Eso sí, todo el mundo nos recomendó tener precaución con nuestras pertenencias y no alejarnos de la zona turística, pues lamentablemente es un barrio pobre y con bastante delincuencia.

La Casa Rosada y el microcentro

casa-rosadaQué decir de la Casa Rosada… ese edificio emblemático del Buenos Aires reivindicativo y pasional, cuyo color se debe a que en sus orígenes -por falta de otro material- se pintó con sangre y grasa de animal. Hay muchas otras teorías, como que es rosada para diferenciarse de la Casa Blanca, o que ese color es el punto medio entre los colores de los dos principales partidos políticos, el rojo y el blanco, pero dicen que la de los materiales con la que se pintó es la más plausible… 😉

Nosotros disfrutamos de una visita guiada gratuita porque fuimos en fin de semana, y la verdad es que fue una grata experiencia, pues pudimos visitar salas como la de Eva Perón o el despacho presidencial, entre otros.

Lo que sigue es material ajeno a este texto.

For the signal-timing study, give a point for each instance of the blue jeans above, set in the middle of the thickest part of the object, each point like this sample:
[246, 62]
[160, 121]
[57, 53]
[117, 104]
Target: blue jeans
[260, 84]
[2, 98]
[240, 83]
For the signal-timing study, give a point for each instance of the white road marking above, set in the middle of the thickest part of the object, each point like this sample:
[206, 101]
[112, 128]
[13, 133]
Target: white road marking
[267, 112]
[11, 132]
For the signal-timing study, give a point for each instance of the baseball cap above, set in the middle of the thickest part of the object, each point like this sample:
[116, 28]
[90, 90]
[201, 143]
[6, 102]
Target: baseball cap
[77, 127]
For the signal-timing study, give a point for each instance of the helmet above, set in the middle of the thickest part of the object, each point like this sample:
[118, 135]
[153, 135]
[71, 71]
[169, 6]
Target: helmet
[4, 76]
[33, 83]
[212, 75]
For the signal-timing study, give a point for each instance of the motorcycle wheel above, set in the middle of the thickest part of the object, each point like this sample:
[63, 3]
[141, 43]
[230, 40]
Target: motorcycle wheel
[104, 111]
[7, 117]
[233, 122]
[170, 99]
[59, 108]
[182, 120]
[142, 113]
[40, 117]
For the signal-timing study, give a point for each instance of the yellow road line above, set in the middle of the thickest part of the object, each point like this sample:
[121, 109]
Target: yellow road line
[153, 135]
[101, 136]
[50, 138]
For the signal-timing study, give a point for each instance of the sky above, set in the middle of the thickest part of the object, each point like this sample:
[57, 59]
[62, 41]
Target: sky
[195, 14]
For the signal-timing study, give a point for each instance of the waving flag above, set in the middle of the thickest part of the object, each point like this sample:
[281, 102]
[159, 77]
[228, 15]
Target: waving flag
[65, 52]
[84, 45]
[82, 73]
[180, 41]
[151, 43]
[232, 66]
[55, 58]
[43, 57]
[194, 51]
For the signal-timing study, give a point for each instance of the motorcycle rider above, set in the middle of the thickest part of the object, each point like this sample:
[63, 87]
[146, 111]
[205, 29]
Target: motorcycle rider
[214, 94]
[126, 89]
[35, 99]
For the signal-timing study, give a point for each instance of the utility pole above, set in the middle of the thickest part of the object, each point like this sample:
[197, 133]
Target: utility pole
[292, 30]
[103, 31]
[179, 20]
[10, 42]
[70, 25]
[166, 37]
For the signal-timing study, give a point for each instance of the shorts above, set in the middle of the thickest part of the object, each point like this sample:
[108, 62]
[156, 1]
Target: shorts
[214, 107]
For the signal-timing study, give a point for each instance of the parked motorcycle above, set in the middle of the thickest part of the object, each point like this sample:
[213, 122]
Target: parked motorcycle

Aquí os dejamos algunos tips que descubrimos en nuestro viaje para disfrutar al máximo de este edificio:

  1. Haz un picnic antes o después de la visita en el césped de la Plaza de Mayo, bajo un árbol. Comerás fresquito, descansarás y sentirás la historia de un pueblo que ha acudido a ese lugar para reivindicar sus derechos y emociones en multitud de ocasiones
  2. Repetimos: ve durante el fin de semana, así podrás disfrutar de una visita guiada gratuita de 50 minutos… ¡que te permitirá acceder hasta el despacho de la mismísima Kirchner!
  3. Hazte un selfie (con palo, por supuesto) en el balcón principal, donde se han asomado tantas personalidades del país y han sentido a todo un pueblo a sus pies…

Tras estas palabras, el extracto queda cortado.